Ok, that's fine. Make sure you leave in the unit conversion term, though (ie. the magnitude equals the magnitude of $$4\pi^2$$, but there are still units hanging around that $$4\pi^2$$ does not carry). You really can't simplify it to the form in your question, as there's always a unitary conversion factor lying around. But whatever, I guess they want you to write it that way :)

 

[tony873004]

Yeah, those units bugged me too. So I just dropped them all together 2 steps before my final answer. When the teacher talked about this one in class, everyone had a blank stare. But she hinted that this was the way to do it. At least I'll get effort points!
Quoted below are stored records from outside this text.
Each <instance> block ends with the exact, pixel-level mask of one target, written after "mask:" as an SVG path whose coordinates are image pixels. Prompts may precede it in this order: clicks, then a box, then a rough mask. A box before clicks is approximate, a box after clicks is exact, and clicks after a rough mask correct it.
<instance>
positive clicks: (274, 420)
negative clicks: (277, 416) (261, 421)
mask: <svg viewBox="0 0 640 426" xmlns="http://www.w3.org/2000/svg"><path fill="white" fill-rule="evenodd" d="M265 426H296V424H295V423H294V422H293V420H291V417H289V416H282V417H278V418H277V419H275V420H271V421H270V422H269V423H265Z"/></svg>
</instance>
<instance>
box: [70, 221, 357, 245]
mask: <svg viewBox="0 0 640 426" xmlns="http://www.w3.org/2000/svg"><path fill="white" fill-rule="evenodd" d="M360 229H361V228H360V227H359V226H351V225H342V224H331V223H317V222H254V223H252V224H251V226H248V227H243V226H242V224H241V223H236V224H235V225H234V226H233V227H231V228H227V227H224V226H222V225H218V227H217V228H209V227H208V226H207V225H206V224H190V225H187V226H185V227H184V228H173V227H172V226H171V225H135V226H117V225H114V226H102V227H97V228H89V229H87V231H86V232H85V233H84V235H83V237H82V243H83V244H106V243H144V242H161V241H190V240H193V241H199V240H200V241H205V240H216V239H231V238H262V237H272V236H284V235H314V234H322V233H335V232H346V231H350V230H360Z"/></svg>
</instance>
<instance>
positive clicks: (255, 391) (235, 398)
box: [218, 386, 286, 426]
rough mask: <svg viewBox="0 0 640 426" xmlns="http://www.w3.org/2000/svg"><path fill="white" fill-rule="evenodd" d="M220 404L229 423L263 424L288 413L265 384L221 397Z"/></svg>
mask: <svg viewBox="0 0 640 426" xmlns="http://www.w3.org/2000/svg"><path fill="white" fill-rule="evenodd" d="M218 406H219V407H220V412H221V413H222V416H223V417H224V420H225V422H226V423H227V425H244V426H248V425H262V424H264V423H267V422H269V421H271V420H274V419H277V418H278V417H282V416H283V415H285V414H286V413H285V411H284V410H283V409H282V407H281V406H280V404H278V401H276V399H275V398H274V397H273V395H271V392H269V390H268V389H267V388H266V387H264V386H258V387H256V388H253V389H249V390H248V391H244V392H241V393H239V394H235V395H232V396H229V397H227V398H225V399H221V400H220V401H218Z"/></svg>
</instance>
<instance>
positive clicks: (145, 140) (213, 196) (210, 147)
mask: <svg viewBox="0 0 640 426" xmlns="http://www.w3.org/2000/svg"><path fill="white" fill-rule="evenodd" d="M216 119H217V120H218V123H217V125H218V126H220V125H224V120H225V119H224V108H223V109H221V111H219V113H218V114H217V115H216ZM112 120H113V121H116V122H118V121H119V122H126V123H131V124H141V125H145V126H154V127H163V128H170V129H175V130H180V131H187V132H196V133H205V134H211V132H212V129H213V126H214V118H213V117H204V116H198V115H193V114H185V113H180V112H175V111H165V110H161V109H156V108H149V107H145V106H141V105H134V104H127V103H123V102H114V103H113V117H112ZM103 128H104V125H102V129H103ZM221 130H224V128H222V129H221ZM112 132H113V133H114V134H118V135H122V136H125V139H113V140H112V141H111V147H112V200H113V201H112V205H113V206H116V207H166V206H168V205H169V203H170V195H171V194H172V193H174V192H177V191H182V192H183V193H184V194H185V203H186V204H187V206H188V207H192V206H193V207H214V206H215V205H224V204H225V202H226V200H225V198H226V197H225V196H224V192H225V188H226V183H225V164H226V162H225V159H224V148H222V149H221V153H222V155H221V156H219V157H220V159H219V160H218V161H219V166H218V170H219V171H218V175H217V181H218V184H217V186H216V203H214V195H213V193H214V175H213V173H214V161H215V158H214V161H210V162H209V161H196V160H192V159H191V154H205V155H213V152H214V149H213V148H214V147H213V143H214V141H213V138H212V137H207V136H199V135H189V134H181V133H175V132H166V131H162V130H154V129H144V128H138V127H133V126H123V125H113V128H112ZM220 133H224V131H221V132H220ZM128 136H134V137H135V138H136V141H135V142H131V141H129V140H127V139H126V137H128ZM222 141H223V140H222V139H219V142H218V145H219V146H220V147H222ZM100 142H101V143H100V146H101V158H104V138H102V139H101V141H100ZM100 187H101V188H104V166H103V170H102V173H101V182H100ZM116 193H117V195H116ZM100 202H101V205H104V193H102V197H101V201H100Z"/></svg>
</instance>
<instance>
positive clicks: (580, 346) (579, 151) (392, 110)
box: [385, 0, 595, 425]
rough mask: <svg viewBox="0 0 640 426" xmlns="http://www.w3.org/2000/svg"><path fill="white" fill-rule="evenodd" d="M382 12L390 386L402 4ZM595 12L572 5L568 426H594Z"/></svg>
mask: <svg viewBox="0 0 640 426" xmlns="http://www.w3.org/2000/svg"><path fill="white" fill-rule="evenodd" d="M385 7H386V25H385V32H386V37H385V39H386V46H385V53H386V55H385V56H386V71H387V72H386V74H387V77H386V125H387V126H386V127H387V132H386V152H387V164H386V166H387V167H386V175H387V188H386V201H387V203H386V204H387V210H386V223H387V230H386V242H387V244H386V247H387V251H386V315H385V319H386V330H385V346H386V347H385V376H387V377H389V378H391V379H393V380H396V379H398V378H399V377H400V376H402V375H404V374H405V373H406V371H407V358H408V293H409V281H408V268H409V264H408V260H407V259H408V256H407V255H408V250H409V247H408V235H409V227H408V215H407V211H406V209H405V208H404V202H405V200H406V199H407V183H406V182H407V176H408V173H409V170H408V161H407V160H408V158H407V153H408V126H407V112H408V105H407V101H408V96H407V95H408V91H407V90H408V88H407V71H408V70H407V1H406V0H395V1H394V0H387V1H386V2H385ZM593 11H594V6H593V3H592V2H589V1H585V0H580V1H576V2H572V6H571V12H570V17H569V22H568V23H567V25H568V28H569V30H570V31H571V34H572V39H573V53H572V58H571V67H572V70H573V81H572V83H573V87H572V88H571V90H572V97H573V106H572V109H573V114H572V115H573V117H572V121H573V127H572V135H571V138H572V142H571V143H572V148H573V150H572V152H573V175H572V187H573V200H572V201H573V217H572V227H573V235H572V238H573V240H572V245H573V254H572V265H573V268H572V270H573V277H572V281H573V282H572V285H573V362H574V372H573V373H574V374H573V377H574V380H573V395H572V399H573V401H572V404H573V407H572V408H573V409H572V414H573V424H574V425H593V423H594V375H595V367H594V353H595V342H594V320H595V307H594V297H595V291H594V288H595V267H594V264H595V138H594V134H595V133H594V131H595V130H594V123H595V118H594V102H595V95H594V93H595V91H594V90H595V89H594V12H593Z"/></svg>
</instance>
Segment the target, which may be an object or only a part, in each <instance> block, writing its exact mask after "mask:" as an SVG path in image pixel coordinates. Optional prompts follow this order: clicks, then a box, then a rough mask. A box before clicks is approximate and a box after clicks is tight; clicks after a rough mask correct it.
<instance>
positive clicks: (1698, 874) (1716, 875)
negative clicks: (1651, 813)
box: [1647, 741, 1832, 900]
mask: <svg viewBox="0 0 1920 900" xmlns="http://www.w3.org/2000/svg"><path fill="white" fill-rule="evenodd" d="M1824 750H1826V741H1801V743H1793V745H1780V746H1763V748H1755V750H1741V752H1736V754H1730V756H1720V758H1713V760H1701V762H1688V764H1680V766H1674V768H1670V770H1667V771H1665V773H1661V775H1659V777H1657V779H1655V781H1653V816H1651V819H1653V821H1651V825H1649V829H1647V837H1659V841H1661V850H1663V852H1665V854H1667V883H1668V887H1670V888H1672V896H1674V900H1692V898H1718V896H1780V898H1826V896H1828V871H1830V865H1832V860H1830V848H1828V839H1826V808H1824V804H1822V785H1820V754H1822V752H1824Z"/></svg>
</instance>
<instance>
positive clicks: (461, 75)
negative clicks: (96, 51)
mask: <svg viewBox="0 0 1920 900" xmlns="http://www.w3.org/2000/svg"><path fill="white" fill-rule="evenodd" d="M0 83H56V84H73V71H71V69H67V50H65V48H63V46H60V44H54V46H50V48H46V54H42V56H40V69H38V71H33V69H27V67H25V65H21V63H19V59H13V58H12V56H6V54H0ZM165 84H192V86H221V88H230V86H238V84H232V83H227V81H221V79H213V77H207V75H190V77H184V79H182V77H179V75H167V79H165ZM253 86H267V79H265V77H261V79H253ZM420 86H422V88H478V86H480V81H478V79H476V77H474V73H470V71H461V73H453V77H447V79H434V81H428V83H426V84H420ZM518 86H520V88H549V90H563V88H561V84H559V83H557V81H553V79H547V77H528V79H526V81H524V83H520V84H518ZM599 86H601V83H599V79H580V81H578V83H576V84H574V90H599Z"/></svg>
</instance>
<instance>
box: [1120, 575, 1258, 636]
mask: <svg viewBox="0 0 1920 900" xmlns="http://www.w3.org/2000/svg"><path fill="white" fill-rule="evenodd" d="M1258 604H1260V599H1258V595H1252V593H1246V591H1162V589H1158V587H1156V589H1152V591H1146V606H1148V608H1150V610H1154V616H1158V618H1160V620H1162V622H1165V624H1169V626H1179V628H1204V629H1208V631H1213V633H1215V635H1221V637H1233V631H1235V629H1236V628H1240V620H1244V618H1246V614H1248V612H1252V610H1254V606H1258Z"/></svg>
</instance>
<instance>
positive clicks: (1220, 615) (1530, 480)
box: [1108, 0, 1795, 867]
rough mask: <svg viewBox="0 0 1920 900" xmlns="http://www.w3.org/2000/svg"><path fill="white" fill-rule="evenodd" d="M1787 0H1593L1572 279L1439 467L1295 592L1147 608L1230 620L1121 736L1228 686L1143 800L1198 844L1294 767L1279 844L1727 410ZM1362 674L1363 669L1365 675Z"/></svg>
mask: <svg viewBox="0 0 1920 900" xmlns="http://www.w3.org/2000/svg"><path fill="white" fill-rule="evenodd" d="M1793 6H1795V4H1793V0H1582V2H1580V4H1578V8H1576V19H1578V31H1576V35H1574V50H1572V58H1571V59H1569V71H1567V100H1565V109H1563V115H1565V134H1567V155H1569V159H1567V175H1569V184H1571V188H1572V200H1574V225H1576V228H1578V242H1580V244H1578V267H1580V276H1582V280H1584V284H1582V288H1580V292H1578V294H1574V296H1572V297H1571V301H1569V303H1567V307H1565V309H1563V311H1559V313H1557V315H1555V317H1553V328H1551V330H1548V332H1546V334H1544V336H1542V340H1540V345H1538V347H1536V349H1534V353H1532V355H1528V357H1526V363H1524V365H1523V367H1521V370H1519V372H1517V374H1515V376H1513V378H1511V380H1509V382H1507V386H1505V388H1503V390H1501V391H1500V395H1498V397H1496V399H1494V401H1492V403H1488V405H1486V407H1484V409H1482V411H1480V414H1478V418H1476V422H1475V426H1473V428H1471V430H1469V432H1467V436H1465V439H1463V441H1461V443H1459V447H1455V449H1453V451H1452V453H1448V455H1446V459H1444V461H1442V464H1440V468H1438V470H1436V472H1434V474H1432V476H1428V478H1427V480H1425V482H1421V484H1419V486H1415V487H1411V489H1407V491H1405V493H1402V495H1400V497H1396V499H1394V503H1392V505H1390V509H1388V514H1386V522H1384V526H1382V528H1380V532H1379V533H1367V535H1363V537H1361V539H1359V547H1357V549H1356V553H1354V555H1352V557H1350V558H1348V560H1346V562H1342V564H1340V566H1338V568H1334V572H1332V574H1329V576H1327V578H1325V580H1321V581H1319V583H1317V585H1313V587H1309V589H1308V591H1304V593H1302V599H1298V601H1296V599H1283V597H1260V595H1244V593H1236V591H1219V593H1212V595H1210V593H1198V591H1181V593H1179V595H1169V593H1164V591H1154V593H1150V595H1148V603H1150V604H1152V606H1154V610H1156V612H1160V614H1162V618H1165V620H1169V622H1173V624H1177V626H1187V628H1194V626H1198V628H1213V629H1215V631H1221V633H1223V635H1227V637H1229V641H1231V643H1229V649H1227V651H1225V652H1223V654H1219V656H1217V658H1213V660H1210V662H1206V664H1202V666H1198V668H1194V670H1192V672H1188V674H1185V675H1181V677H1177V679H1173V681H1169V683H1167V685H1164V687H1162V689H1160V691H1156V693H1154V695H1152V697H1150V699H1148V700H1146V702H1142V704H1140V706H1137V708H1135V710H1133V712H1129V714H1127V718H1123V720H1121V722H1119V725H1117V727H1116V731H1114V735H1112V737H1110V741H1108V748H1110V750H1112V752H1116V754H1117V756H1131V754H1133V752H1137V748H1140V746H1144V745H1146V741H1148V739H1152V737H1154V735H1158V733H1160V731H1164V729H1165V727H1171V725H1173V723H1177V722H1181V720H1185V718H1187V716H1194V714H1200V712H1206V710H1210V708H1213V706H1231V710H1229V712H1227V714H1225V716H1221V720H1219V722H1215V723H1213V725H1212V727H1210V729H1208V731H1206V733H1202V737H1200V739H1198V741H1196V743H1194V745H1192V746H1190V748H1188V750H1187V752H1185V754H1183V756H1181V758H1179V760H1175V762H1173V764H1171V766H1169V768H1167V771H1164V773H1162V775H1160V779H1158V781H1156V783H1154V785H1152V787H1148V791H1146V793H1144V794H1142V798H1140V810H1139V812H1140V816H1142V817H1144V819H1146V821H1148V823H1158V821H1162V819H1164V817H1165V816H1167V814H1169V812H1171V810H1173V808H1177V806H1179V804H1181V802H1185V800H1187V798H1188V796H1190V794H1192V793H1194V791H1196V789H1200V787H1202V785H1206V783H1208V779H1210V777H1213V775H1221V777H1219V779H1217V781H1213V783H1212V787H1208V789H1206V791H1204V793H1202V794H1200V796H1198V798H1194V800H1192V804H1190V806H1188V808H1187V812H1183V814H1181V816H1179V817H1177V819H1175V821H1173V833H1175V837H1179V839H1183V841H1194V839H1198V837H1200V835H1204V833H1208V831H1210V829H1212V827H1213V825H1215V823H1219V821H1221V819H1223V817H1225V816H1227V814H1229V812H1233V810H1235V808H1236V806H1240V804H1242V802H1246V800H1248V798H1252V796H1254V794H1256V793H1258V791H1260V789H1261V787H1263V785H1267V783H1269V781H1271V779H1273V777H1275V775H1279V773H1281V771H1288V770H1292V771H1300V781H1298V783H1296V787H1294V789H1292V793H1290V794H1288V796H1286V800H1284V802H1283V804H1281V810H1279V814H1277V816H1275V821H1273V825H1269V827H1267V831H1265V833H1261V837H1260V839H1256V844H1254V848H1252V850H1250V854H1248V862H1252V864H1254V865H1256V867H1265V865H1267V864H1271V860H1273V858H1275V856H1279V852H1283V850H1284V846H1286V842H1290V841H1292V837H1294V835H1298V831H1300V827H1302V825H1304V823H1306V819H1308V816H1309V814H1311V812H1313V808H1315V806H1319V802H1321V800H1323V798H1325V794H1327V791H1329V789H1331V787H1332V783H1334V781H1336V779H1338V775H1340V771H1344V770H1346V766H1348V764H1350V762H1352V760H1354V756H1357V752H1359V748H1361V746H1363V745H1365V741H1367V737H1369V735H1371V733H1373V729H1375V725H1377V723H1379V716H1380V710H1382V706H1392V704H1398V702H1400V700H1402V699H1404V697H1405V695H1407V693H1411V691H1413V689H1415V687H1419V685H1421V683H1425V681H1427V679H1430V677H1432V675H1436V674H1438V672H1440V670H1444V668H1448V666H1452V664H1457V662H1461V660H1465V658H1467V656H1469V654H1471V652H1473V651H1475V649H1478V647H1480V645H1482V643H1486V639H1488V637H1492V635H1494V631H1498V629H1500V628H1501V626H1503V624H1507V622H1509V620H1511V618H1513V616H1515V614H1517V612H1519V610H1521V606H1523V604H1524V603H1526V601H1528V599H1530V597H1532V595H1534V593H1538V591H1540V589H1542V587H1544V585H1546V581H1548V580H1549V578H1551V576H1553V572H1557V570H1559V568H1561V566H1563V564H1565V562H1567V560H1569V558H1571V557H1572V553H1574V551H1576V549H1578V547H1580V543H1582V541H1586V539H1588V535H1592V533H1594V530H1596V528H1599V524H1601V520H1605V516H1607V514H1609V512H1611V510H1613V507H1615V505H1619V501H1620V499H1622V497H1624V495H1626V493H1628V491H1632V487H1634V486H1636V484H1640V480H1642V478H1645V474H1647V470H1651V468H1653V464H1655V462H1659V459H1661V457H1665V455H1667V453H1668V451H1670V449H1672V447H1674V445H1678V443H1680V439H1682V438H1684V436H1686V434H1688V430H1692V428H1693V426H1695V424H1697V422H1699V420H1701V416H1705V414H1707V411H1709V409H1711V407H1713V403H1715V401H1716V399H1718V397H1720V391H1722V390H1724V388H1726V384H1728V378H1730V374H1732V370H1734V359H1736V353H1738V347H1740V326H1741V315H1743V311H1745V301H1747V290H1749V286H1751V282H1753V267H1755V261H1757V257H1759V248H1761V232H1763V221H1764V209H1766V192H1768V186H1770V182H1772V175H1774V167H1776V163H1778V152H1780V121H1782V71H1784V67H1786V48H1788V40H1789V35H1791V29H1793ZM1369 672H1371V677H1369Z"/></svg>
Thanks for all your help, Data!

 

[tony873004]

I asked in class today. The units do carry down to the 1.0 computed with 4pi^2/G. Then when you replace the 4pi^2/G in the Kepler's law with 1.0&units, the units cancel with the units in the rest of Kepler's law so that P^2 comes out in years.

 

[Data]

I agree, but then the $$P, \ a, \ m_1, \ m_2$$ in your new equation aren't the same ones in the original equation (the new ones are unitless). Essentially the point is that $$\mbox{time} \neq \frac{\mbox{distance}}{\mbox{mass}}$$.